Passing filesystem directories to the CMS is certainly non-standard. And boilerplate code (front-controller pattern) for most CMSs will explicitly exclude physical directories. However, the added complication here is that you only want directories where the DirectoryIndex document is not present in that directory, to be passed to the CMS.
I like to preserve the possibility for files without a suffix.
The "problem" with not having file extensions on the underlying file is that Apache does not necessarily know how to handle the request and what "Content-Type" header to send (so the browser does not know how to handle the response).
A workaround in this case is to have all extensionless "files" of a specific type in a known subdirectory and force all those requests with the same Content-Type.

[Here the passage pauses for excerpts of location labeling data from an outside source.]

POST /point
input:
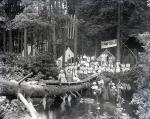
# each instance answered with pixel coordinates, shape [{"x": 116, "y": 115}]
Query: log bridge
[
  {"x": 9, "y": 88},
  {"x": 21, "y": 88}
]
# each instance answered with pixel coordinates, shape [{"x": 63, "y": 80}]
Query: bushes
[{"x": 17, "y": 67}]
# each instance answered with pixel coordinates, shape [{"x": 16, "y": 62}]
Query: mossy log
[{"x": 8, "y": 88}]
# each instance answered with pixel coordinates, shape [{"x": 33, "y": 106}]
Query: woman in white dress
[{"x": 62, "y": 77}]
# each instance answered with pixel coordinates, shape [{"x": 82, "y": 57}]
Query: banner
[{"x": 108, "y": 44}]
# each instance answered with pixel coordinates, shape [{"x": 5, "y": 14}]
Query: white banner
[{"x": 108, "y": 44}]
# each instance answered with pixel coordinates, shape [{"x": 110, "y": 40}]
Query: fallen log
[{"x": 8, "y": 88}]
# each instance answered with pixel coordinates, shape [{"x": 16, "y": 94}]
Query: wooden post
[
  {"x": 49, "y": 41},
  {"x": 25, "y": 43},
  {"x": 75, "y": 40},
  {"x": 118, "y": 32},
  {"x": 96, "y": 49},
  {"x": 54, "y": 41},
  {"x": 10, "y": 41},
  {"x": 4, "y": 41}
]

Note that files and URLs are very different in this respect. URLs without extensions is not a problem.
Aside:
RewriteRule ^([^\.]+)$ $1.html [NC,L]
The problem with this rule is that you are unconditionally applying the .html
extension to any URL that does not contain a dot. /a01
is rewritten to /a01.html
, which is not a file (so the condition is successful) and /a01
(the URL that WP sees) is not a registered WP URL so results in a 404 generated by the CMS/WordPress.